Add School Resource Officers
We should also promote funding for School Resources Officers. These armed officers are trained in high-stress, rapid-response situations, and they more specialized than local police officers who have been assigned to patrol the school. School Resources Officers are integrated members of the school staff who receive additional training in counseling and working in a school setting. I am well aware that funding is scarce, but I hope we can identify some state funding to hire and retain SROs. I can tell you that we have already seen the benefit of this program in Cumberland County. We unfortunately have had several cases involving threats to students and teachers and the intelligence information provided by the on scene school resource officers has been invaluable in stopping these cases before they start.
We need to
Ensure Adequate Training
But aside from improving school facilities and staff, we must also ensure that the students and staff are trained in issues of conflict management and resolution, school safety, and bullying prevention. We know that bullying is often the source of isolation and despair among students, and on more than one occasion, has been the antecedent to violent behavior.
Next, we need to
Develop School Safety Plans
As law enforcement officials, we encourage and invite schools to partner with their local law enforcement in developing safety plans. We should ensure ongoing dialogue between local law enforcement and schools. To effectively combat the problem of school violence, law enforcement must be aware of the challenges and issues that teachers face and schools must be instructed about how to respond if facing an imminent crisis.

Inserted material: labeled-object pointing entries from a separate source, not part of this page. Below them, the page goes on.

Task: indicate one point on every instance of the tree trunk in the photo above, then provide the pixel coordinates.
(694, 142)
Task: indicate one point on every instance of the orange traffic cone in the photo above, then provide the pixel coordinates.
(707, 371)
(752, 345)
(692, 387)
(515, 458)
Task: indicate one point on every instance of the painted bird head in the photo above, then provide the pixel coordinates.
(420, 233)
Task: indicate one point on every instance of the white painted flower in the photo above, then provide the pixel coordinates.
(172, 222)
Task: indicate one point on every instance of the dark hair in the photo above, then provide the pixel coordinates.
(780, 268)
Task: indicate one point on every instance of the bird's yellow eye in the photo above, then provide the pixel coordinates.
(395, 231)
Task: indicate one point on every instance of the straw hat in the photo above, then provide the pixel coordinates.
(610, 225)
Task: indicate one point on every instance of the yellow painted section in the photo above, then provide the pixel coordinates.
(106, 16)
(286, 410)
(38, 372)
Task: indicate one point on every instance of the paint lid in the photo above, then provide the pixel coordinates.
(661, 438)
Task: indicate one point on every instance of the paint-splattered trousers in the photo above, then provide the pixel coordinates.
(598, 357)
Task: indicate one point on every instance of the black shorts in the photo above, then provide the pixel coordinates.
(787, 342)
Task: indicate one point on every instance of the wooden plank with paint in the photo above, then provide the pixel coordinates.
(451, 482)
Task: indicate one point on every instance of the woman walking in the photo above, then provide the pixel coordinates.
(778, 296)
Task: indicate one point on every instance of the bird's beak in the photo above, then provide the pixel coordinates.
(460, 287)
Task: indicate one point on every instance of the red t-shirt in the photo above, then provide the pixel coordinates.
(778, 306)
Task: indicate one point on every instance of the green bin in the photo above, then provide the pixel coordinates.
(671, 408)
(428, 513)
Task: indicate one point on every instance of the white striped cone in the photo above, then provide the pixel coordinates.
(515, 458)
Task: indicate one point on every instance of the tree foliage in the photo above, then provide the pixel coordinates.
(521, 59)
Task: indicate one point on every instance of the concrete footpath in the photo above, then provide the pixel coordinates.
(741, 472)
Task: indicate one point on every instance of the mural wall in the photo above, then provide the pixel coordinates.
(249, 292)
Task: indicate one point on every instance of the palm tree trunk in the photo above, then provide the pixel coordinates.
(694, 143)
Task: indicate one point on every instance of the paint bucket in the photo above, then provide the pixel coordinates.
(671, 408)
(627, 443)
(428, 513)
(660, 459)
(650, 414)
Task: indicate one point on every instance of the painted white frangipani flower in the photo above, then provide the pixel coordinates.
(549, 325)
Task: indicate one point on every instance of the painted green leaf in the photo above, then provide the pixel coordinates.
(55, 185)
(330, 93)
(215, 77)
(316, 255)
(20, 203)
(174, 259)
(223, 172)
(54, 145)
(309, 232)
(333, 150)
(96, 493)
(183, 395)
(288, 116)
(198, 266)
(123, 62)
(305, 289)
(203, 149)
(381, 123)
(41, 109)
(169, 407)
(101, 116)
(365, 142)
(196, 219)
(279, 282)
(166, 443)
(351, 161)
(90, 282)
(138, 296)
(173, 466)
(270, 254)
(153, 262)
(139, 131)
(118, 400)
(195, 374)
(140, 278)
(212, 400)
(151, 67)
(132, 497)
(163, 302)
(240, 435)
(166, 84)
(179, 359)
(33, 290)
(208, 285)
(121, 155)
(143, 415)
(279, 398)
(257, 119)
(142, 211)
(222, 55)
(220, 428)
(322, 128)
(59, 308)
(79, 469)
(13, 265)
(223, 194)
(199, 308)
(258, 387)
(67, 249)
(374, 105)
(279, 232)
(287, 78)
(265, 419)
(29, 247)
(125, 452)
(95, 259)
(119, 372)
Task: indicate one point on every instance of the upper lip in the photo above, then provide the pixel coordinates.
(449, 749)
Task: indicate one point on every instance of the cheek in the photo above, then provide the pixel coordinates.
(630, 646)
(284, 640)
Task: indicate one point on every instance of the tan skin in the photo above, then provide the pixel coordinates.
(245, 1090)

Another important recommendation is to
Assemble Threat Assessment Teams
I would also encourage the state to assemble a Threat Assessment Team, composed of law enforcement, safety experts, and educators who are responsible for visiting every school in the state and providing specific analyses of what schools can do to be safer. The Threat Assessment Team could collaborate with individual schools and local law enforcement to create crisis prevention and response teams. In this way, the Team could help to prevent tragedies by looking at these schools with a fresh and experienced perspective and ensure that schools are ready to respond quickly and efficiently in the event of an emergency.
Invest in Education
Finally, and perhaps most important, we must invest in education. I am a Board member of Fight Crime: Invest in Kids, which is a national non-profit and bipartisan organization aimed at preventing crime and violence through investments in early childhood education. They advocate what research has proven-namely, that the best way we can improve public safety is by providing vulnerable children with the right start in life and provide access and services to kids who start to veer off track.
I encourage you to consider their proposals as you shape a plan to make Pennsylvania’s schools safer. They include the following:
- Wherever possible, we must provide easier access to high-quality early care and learning programs, especially for the most at-risk children. Research has shown that quality early care and education has a direct correlation with positive academic and behavioral outcomes in children.
- We must provide additional resources to families in poverty, because the more resources we provide for these children, the less likely they are to suffer from behavioral issues that lead to delinquency.
- And we must protect funding streams that support access to therapeutic prevention and intervention programs for troubled youth. We know that once a child strays from the path, it is crucial that they get back on track in the shortest amount of time possible.
Thank you again for this opportunity to share input in this important discussion. I am happy to answer any questions you may have.